5.3.2 Optical Properties

Most of the times while characterizing the nanofluid we take into consideration its optical properties, a monodisperse system is assumed, even though practically, the particles are always dispersed in a polydisperse manner to some degree (Qin and Lee 2018). This is due to the fact that the larger-sized particles enhance the scattering of long wavelengths, unlike the small-sized particles that absorb only short wavelengths (Du and Tang 2015). Thus, the absorption of wavelengths by the nanofluid depends on the various sizes of nanoparticles dispersed in it, that is, on the size distribution of the nanoparticles. Agglomeration in such case plays a very important role. Agglomerates of nanoparticles shift the wavelength of absorption of the nanofluid. Agglomeration leads to conversion of a nearly monodisperse nanofluid into polydisperse nanofluid that distorts its absorption spectra. Optical properties of nanofluids play a major role in the solar thermal applications of nanofluids and so the particle size distribution of the nanofluids gains importance (Crisostomo et al. 2017; Hjerrild et al. 2016).

6 Summary

The field of nanotechnology has given rise to nanofluids that are proved to be having superior properties than conventional fluids. The two preparation methods of nanofluids are discussed in this chapter along with few properties. The main properties of nanofluids are their thermal, electrical and optical properties which are very important as far as the various applications of nanofluids are concerned. Accordingly, there are some factors that affect these properties. There is certain mechanism which is responsible for the extraordinary behaviour of nanofluids.

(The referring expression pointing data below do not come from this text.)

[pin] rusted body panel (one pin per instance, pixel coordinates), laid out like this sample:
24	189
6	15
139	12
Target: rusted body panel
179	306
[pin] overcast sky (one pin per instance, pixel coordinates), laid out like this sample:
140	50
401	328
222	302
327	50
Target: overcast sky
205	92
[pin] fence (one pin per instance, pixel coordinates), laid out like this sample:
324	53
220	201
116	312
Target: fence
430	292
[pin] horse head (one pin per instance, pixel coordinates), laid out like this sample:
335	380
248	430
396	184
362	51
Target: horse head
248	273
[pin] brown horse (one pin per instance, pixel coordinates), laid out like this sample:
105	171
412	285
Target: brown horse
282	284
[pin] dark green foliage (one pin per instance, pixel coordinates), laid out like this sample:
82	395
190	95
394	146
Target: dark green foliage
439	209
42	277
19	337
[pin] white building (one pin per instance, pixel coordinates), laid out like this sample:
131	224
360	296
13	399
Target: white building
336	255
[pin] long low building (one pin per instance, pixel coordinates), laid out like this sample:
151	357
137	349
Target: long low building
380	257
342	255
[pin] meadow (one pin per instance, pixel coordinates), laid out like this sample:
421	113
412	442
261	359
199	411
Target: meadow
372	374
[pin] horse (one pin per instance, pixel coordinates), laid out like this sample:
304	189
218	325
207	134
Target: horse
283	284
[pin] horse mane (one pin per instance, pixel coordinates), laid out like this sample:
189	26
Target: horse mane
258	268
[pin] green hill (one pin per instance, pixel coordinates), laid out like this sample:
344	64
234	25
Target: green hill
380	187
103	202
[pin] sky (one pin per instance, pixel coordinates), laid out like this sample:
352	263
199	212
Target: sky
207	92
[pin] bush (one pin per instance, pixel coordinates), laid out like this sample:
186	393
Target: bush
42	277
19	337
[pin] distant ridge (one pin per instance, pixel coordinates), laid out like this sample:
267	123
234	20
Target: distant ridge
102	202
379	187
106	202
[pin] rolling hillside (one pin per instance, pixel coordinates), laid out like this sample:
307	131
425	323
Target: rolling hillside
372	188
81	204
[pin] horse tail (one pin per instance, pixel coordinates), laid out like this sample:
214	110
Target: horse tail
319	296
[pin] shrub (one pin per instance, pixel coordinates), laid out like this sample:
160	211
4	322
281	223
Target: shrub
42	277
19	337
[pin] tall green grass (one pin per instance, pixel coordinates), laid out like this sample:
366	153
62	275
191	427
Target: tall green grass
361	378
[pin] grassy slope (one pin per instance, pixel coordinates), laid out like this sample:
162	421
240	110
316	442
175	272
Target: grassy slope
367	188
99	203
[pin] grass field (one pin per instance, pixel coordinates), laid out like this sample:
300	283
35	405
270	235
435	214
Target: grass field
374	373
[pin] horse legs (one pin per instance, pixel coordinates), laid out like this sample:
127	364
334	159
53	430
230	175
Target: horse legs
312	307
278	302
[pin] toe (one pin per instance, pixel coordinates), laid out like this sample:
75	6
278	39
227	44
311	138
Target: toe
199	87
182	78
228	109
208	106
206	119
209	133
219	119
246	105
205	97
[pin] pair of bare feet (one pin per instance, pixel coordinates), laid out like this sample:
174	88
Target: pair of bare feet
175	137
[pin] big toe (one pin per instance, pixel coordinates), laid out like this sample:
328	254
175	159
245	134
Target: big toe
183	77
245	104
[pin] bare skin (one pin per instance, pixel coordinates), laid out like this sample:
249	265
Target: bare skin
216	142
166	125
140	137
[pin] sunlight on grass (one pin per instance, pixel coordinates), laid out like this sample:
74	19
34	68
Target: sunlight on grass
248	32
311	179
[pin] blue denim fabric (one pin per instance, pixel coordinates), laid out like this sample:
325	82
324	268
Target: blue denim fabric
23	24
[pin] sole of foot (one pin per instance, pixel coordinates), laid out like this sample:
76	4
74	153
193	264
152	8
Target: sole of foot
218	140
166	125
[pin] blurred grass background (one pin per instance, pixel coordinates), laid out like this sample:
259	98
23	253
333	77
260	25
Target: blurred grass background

Enhanced thermal properties of the nanofluids are an outcome of the high surface area provided by the nanoparticles in the nanofluid, their Brownian motion in the nanofluid and the interfacial layer of the basefluid that surrounds the nanoparticles and possesses higher thermal conductivity than the rest of the fluid in bulk. These are helpful in various heat transfer enhancement processes as studied by various researchers. Also, the formation of EDL on the surface of the nanoparticles is responsible for electrical conductivity of the nanofluids. There are model relationships that are useful in predicting the thermal conductivity as well as electrical conductivity of the nanofluids, as found out by various researchers. The role of zeta potential in the electrical properties of the nanofluids is also a factor to be considered. Researchers have used several methods to measure the thermal and electrical conductivities of the nanofluids, amongst which few have become very famous. There are several applications based on the thermal properties of the nanofluids but very few are based on the electrical properties of the nanofluids. Particle size distribution is yet another property that has importance as far as thermal and optical properties of the nanofluids are concerned. There are several factors that affect the particle size distribution. Agglomeration is one basic property that must be considered while determining the polydispersity of the nanofluids.